Uninvestable Markets

Yesterday I explained to my eldest son – studying economics and accounting in high schools, and currently reading Yannis Varoufakis’ brilliant book “Speaking to My Daughter” – why markets are fast becoming uninvestable.

I explained that since the Global Financial Crisis the world’s central banks have experimented with monetary policy to such a degree that markets are totally gamed. Now in response to the global COVID-19 pandemic they have doubled down and even trebled down.

President Trump is not the only elected politician who cheers higher asset prices. In Australia PM Howard made it clear that he preferred ever higher house prices, and our obliging past central banker Glenn Stevens once quipped that first home buyers’ concerns over high house prices usually reverse once they have bought. 

As I explained in my submission to the Royal Commission into banking, that has left our economy vulnerable to the point where it seemed that economic management was synonymous with housing bubble management.

In other words, all central bankers know what pleases their Political masters, and, belonging to the club of Elites, which includes others in Business who they usually join in one form or another after their official appointment ends, they do not often disappoint.

The prices that one must pay to invest bear no resemblance to realities of the underlying economy and are only superficially relative to each other, with many companies trading at high prices even though they would be out of business but for the central bank “free money” shenanigans.

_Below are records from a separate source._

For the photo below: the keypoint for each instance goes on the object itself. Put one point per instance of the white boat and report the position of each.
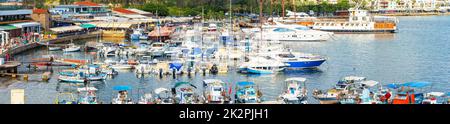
(296, 91)
(143, 68)
(163, 96)
(87, 95)
(212, 27)
(282, 32)
(54, 48)
(71, 79)
(299, 60)
(359, 21)
(72, 48)
(215, 91)
(122, 66)
(262, 65)
(331, 96)
(122, 95)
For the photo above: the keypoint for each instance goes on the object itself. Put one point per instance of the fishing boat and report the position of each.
(407, 93)
(359, 21)
(65, 98)
(185, 93)
(282, 32)
(55, 48)
(361, 93)
(246, 92)
(212, 27)
(215, 91)
(262, 65)
(331, 96)
(122, 95)
(72, 79)
(297, 60)
(434, 98)
(295, 92)
(163, 96)
(176, 66)
(138, 34)
(72, 48)
(122, 67)
(87, 95)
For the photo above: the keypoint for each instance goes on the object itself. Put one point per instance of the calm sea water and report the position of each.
(418, 52)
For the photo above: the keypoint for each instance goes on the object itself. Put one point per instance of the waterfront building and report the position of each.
(83, 9)
(17, 25)
(43, 17)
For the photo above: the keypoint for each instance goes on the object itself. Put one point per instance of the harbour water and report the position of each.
(418, 52)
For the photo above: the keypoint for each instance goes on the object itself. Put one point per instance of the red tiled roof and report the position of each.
(86, 3)
(40, 11)
(124, 11)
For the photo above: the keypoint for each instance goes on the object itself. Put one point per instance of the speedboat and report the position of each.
(331, 96)
(215, 91)
(212, 27)
(87, 95)
(122, 67)
(122, 96)
(300, 60)
(296, 92)
(54, 48)
(262, 65)
(71, 79)
(408, 95)
(247, 93)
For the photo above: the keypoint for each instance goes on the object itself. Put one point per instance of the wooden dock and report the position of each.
(9, 67)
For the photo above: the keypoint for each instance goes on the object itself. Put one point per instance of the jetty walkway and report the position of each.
(11, 66)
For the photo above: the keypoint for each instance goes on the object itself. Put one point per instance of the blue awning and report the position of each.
(177, 66)
(244, 83)
(122, 87)
(393, 85)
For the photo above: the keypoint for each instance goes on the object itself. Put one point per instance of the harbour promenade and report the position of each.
(16, 49)
(10, 66)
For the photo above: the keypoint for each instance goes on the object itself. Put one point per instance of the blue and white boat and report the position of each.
(262, 65)
(247, 93)
(281, 32)
(300, 60)
(138, 34)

One of Warren Buffett’s favourite sayings coming from his mentor, Ben Graham, goes that in the short term the stock market is a voting machine but in the long run it is a weighing machine. Buffett has not been doing a great deal of investing in recent years, and had been notably quiet this year, not even repurchasing Berkshire Hathaway stock at lower prices in March. This suggests that the voting machine that has come to dominate this decade remains dominant.

Investors are under the belief that the central bankers are omnipotent and can save the situation no matter what, so this creates what is called “moral hazard” where there is a belief that there is no reasonable argument to not invest because it is impossible to lose.

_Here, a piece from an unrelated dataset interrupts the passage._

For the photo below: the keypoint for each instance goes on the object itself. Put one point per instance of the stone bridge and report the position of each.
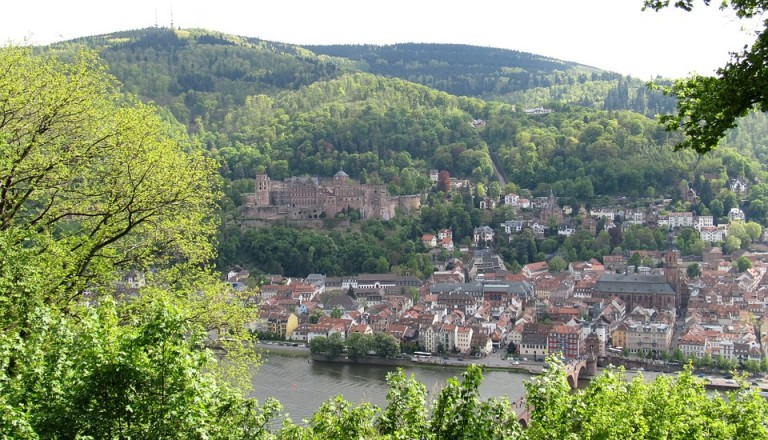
(585, 367)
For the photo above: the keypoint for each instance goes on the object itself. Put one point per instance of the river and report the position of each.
(302, 386)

The problem for this way of thinking is that central bankers are not omnipotent, and their shenanigans will work up until the point that they don’t at which point the market will crash like it did in 1929. And when that happens it does not just go down 30% or 50%. It goes down perhaps 90%, and from there it does not bounce back but grinds back over decades!

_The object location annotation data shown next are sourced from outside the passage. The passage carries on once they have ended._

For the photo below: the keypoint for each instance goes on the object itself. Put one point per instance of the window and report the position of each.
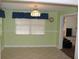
(30, 26)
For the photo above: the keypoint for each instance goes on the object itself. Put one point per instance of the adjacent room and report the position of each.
(31, 30)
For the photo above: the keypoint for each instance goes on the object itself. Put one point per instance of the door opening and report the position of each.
(68, 34)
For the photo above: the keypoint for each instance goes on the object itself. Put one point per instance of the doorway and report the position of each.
(68, 34)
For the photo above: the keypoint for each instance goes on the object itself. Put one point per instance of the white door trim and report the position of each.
(61, 29)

There comes a point where the more central bankers do the more a prudent investor fears them doing even more.

I have personally reached that point and my only positions in equities, besides a few very low value speculative positions, are with my preferred fund managers whom I wish to continue to support and in ETFs that will move inversely with the US and Australian stock market indices. 

Note that I drafted the above before investing luminaries shared their concerns last week, including Stan Druckenmiller who said that the risk-reward in the market is the worst it has been in his (long and distinguished) career, and David Tepper who said that the market is the most overvalued ever with the exception of the 1999 bubble with parallels to now since both had a high involvement of technology stocks.

To be clear, I am not saying that I believe that stock market indices are likely to fall 90% from current prices. I am saying that the way that the stock market and central bankers are behaving, markets are about as likely to melt up from here as they are to fall to the March 23 lows or lower. However, if markets do melt up, then I would become more fearful of the consequences for our economies, nations and geopolitics.

Nobody making an active decision to allocate capital to broad markets at these prices is an investor in my opinion – they are speculators – and as such they are backing themselves to get out before the stampede. That is a very dangerous strategy and is not conducive to building and maintaining financial security.

After 1929 “playing” in the stock market was long considered a mug’s game equivalent to gambling. Unfortunately the actions of global central bankers are making it that way again, and the psychological and reputational damage could last as long as that previous episode lasted. I, for one, am not interested in allocating my family’s capital to businesses until I have confidence that the long term weighing machine is restored in primacy above political influence.